If you ever tried to split an Antlr4 grammar, chances are you found it isn’t as easygoing as you initially thought. One of the problems in splitting a combined grammar is finding missing lexer rules for string literals in a parser rule.

grammar Test;
start: 'a' B* EOF;
B: 'b';

Antlr is very forgiving with combined grammars, declaring lexer rules for string literals mentioned in a parser rule that are not declared explicitly in the grammar (e.g., ‘a’).

The problem is that the Antlr4 tool doesn’t accept the grammar after splitting.

lexer grammar TestLexer;
B: 'b';
parser grammar TestParser;
options { tokenVocab=TestLexer; }
start: 'a' B* EOF;

=> cannot create implicit token for string literal in non-combined grammar: 'a'.

For a combined grammar, Antlr creates a lexer rule internally for the string literal and prioritizes it above all other lexer rules explicitly written in the grammar. E.g., the grammar after implicitly declaring string literal rules would be:

grammar Test;
start: 'a' B* EOF;
T__0: 'a';
B: 'b';

To find these string literals before splitting, the follow Trash script can be run:

trparse <grammar-file>.g4 | trxgrep 'for $i in (//parserRuleSpec/ruleBlock//STRING_LITERAL/text()) return concat($i,  " ", count(//lexerRuleSpec[lexerRuleBlock//STRING_LITERAL/text() = $i][last()]/TOKEN_REF/text()))' | grep " 0"

Example:

04/29-07:01:05 ~/blog
$ git clone https://github.com/antlr/grammars-v4.git
Cloning into 'grammars-v4'...
remote: Enumerating objects: 44035, done.
remote: Counting objects: 100% (96/96), done.
remote: Compressing objects: 100% (80/80), done.
remote: Total 44035 (delta 21), reused 63 (delta 14), pack-reused 43939
Receiving objects: 100% (44035/44035), 43.54 MiB | 16.32 MiB/s, done.
Resolving deltas: 100% (23697/23697), done.
Updating files: 100% (8212/8212), done.
04/29-07:02:05 ~/blog
$ cd grammars-v4/c
04/29-07:02:18 ~/blog/grammars-v4/c
$ git checkout fcb5eaae5e7214b5234108f837eac8d713775cce
Note: switching to 'fcb5eaae5e7214b5234108f837eac8d713775cce'.

You are in 'detached HEAD' state. You can look around, make experimental
changes and commit them, and you can discard any commits you make in this
state without impacting any branches by switching back to a branch.

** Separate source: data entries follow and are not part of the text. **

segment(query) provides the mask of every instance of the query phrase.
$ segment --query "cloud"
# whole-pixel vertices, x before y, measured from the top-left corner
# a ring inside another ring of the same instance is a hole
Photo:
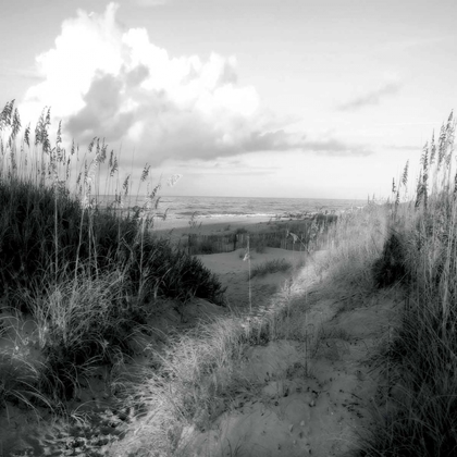
[[[346,103],[339,104],[338,110],[355,111],[367,106],[379,104],[382,98],[398,94],[400,88],[402,84],[399,83],[387,83],[378,90],[372,90]]]
[[[135,3],[138,7],[162,7],[163,4],[169,3],[170,0],[135,0]]]
[[[145,28],[122,27],[118,9],[110,3],[102,14],[79,10],[63,22],[55,46],[37,58],[42,82],[27,91],[26,112],[50,106],[76,143],[96,136],[122,141],[123,151],[135,150],[138,166],[256,151],[370,153],[287,132],[252,86],[238,84],[234,57],[170,57]]]

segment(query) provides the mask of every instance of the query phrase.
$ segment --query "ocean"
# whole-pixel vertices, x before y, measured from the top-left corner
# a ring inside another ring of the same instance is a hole
[[[254,197],[162,197],[159,210],[172,219],[275,218],[306,212],[341,212],[366,205],[366,200]]]
[[[103,205],[113,199],[114,197],[104,196],[100,200]],[[144,203],[144,198],[132,197],[124,209],[141,207]],[[162,196],[156,213],[159,217],[166,213],[170,225],[182,226],[190,219],[197,223],[215,223],[247,218],[299,218],[316,212],[339,213],[366,203],[366,200],[355,199]]]

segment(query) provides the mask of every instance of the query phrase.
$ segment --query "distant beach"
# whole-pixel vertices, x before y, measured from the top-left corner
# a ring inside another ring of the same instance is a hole
[[[102,203],[114,197],[101,196]],[[128,208],[141,207],[145,198],[131,197]],[[269,221],[304,219],[313,213],[341,213],[366,205],[359,199],[325,198],[258,198],[258,197],[184,197],[160,198],[155,218],[155,231],[175,235],[193,232],[212,234],[249,225],[250,231]],[[165,218],[163,219],[163,215]]]

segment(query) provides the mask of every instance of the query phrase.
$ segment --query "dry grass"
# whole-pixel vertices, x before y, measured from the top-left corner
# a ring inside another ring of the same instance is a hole
[[[360,456],[457,453],[457,175],[449,116],[423,148],[413,200],[402,203],[408,165],[393,185],[390,237],[374,265],[379,286],[407,291],[403,325],[376,357],[391,395],[373,411]]]
[[[129,342],[150,331],[157,298],[222,302],[223,289],[199,260],[151,233],[161,184],[148,164],[131,209],[121,158],[99,138],[85,153],[74,143],[65,149],[61,125],[54,141],[50,128],[49,110],[34,131],[22,129],[14,101],[0,111],[0,408],[70,417],[67,400],[94,369],[119,371]],[[114,195],[108,206],[103,187]]]

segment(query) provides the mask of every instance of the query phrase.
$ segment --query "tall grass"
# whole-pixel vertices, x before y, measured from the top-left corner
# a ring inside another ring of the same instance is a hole
[[[1,350],[0,408],[14,398],[61,409],[95,366],[132,355],[131,336],[158,298],[223,302],[215,275],[151,231],[161,184],[149,165],[131,210],[132,173],[120,178],[121,158],[100,138],[84,155],[74,141],[65,149],[61,124],[54,141],[50,127],[49,109],[34,131],[22,129],[14,100],[0,112],[0,302],[7,317],[34,322],[15,345],[20,355]],[[110,205],[101,192],[114,196]],[[16,341],[20,326],[1,320],[0,336]],[[17,382],[12,372],[22,373]]]
[[[407,299],[402,326],[374,358],[388,394],[359,455],[457,454],[455,127],[450,114],[424,146],[412,200],[402,202],[408,164],[394,182],[390,236],[373,272],[379,286],[404,284]]]

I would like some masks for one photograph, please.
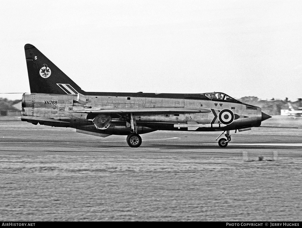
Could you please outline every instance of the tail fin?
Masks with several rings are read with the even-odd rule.
[[[27,44],[24,49],[31,93],[86,93],[34,46]]]

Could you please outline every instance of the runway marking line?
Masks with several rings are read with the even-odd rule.
[[[203,143],[204,144],[216,145],[217,143]],[[229,143],[229,145],[234,146],[302,146],[302,143]]]
[[[170,139],[175,139],[178,138],[178,137],[170,137],[169,138],[165,139],[145,139],[143,141],[155,141],[156,140],[169,140]],[[125,140],[117,140],[115,141],[99,141],[98,142],[98,143],[111,143],[115,142],[125,142]],[[85,143],[95,143],[95,141],[85,141]],[[49,143],[48,142],[18,142],[18,143]],[[61,141],[57,142],[58,143],[74,143],[74,141]],[[1,142],[0,143],[16,143],[15,142]]]

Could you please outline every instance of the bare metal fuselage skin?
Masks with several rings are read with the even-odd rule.
[[[99,136],[104,134],[104,136],[108,136],[106,134],[128,135],[131,128],[128,119],[128,114],[121,112],[118,114],[106,113],[103,115],[110,117],[111,119],[110,126],[105,129],[97,129],[93,120],[102,110],[166,108],[175,110],[174,112],[165,112],[164,110],[157,113],[135,113],[133,118],[138,134],[158,130],[235,130],[259,126],[262,119],[260,108],[239,102],[207,100],[198,98],[161,98],[160,95],[154,94],[128,94],[125,96],[122,93],[103,93],[104,95],[96,93],[86,95],[24,94],[21,119],[34,124],[38,123],[55,127],[73,127],[78,129],[79,132],[87,130],[95,134],[98,133]],[[150,94],[153,96],[148,97]],[[171,95],[171,96],[173,95]],[[96,109],[99,110],[98,112],[94,113]],[[183,109],[192,110],[192,111],[182,112]],[[229,124],[224,124],[219,121],[219,113],[226,110],[230,110],[235,115],[234,119]],[[85,112],[81,111],[83,110],[85,110]]]

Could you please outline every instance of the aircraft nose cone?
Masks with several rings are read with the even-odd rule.
[[[261,112],[261,121],[263,121],[265,120],[269,119],[271,117],[270,116],[269,116],[267,114],[266,114],[264,112]]]

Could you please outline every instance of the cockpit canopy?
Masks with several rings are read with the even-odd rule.
[[[229,102],[237,103],[241,103],[239,101],[237,101],[228,95],[220,92],[214,92],[212,93],[207,93],[204,94],[208,98],[211,100],[216,100],[224,101]]]

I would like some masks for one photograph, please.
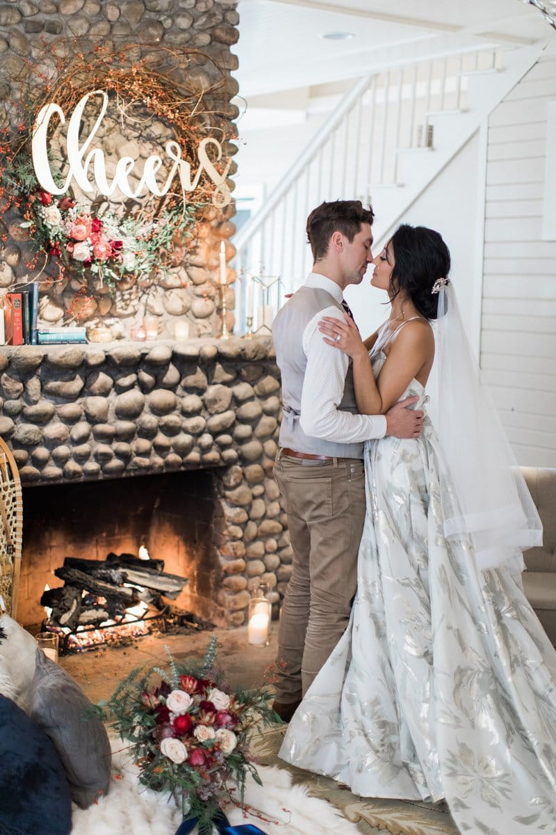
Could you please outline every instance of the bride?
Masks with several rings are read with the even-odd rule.
[[[433,369],[438,420],[425,417],[416,440],[367,442],[351,620],[280,757],[363,797],[445,798],[462,833],[553,832],[556,652],[520,578],[540,520],[466,341],[441,236],[402,225],[373,263],[388,320],[364,343],[348,316],[320,329],[353,357],[360,412],[411,394],[423,407]]]

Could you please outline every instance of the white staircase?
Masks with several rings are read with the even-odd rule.
[[[284,292],[299,286],[310,270],[305,220],[324,200],[372,203],[378,251],[541,52],[541,44],[505,52],[503,66],[500,53],[489,49],[358,79],[235,235],[240,278],[280,276],[275,298],[265,300],[279,306]],[[246,284],[236,285],[240,323]]]

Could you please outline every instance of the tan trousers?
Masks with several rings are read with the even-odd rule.
[[[293,550],[278,630],[276,699],[301,699],[342,636],[357,586],[365,517],[358,458],[312,461],[278,450],[274,475]]]

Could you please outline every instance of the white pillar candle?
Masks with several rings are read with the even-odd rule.
[[[220,284],[226,284],[226,244],[220,241]]]

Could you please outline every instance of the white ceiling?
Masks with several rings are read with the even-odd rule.
[[[520,0],[240,0],[238,12],[233,74],[248,100],[476,47],[556,38]],[[329,32],[354,37],[322,37]]]

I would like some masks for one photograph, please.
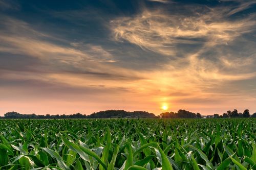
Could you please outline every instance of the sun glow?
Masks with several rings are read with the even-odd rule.
[[[163,104],[162,106],[162,109],[163,110],[167,110],[168,109],[168,106],[166,104]]]

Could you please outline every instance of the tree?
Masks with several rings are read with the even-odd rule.
[[[201,115],[200,113],[197,113],[197,118],[202,118],[202,116]]]
[[[227,114],[228,117],[231,117],[231,115],[232,114],[232,112],[230,110],[227,111]]]
[[[243,113],[244,117],[250,117],[250,111],[248,109],[245,109]]]
[[[234,109],[232,111],[232,113],[231,114],[231,117],[238,117],[239,116],[239,114],[238,114],[238,110],[237,109]]]
[[[214,114],[214,117],[215,118],[220,118],[220,116],[219,115],[219,114]]]
[[[243,113],[238,113],[238,117],[241,118],[241,117],[243,117]]]
[[[256,113],[254,113],[253,114],[252,114],[251,117],[256,117]]]
[[[223,118],[228,118],[228,115],[226,113],[224,113],[222,115],[222,116],[223,116]]]

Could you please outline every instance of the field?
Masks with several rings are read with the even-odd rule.
[[[253,118],[0,123],[0,169],[256,169]]]

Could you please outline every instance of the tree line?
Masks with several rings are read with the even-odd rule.
[[[179,110],[177,112],[166,112],[160,114],[160,116],[164,118],[203,118],[199,113],[193,113],[186,111],[185,110]],[[256,117],[256,113],[252,115],[250,114],[250,111],[248,109],[245,109],[243,113],[238,113],[237,109],[234,109],[232,111],[228,110],[226,113],[224,113],[222,115],[219,115],[219,114],[215,114],[214,115],[207,115],[206,118],[239,118],[239,117]]]
[[[156,116],[154,113],[146,111],[135,111],[133,112],[126,111],[123,110],[110,110],[101,111],[96,113],[93,113],[90,115],[87,115],[77,113],[74,114],[56,114],[56,115],[36,115],[34,113],[31,114],[21,114],[16,112],[12,111],[6,113],[4,116],[0,116],[0,118],[31,118],[31,119],[60,119],[60,118],[201,118],[203,116],[199,113],[193,113],[190,111],[180,109],[177,112],[165,112]],[[238,113],[237,109],[233,111],[228,110],[226,113],[222,115],[215,114],[212,116],[206,116],[206,118],[239,118],[239,117],[256,117],[256,113],[252,115],[250,114],[248,109],[245,109],[243,113]]]
[[[214,118],[239,118],[239,117],[256,117],[256,113],[253,114],[250,114],[250,111],[248,109],[245,109],[243,113],[238,112],[237,109],[234,109],[233,111],[228,110],[226,113],[223,113],[222,115],[219,115],[219,114],[215,114],[214,115]]]
[[[142,111],[133,112],[126,111],[123,110],[110,110],[101,111],[87,115],[80,113],[71,115],[36,115],[24,114],[12,111],[6,113],[0,118],[36,118],[36,119],[59,119],[59,118],[157,118],[154,113]]]

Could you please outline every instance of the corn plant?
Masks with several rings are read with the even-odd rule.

If you want to create a new branch to retain commits you create, you may
do so (now or later) by using -c with the switch command. Example:

  git switch -c <new-branch-name>

Or undo this operation with:

  git switch -

Turn off this advice by setting config variable advice.detachedHead to false

HEAD is now at fcb5eaae Update to latest trgen. (#3352)
04/29-07:02:26 ~/blog/grammars-v4/c
$ trparse C.g4 | trxgrep 'for $i in (//parserRuleSpec/ruleBlock//STRING_LITERAL/text()) return concat($i,  " ", count(//lexerRuleSpec[lexerRuleBlock//STRING_LITERAL/text() = $i][last()]/TOKEN_REF/text()))' | grep " 0"
CSharp 0 C.g4 success 0.0698431
'__extension__' 0
'__builtin_va_arg' 0
'__builtin_offsetof' 0
'__extension__' 0
'__extension__' 0
'__m128' 0
'__m128d' 0
'__m128i' 0
'__extension__' 0
'__m128' 0
'__m128d' 0
'__m128i' 0
'__typeof__' 0
'__inline__' 0
'__stdcall' 0
'__declspec' 0
'__cdecl' 0
'__clrcall' 0
'__stdcall' 0
'__fastcall' 0
'__thiscall' 0
'__vectorcall' 0
'__asm' 0
'__attribute__' 0
'__asm' 0
'__asm__' 0
'__volatile__' 0
04/29-07:02:55 ~/blog/grammars-v4/c
$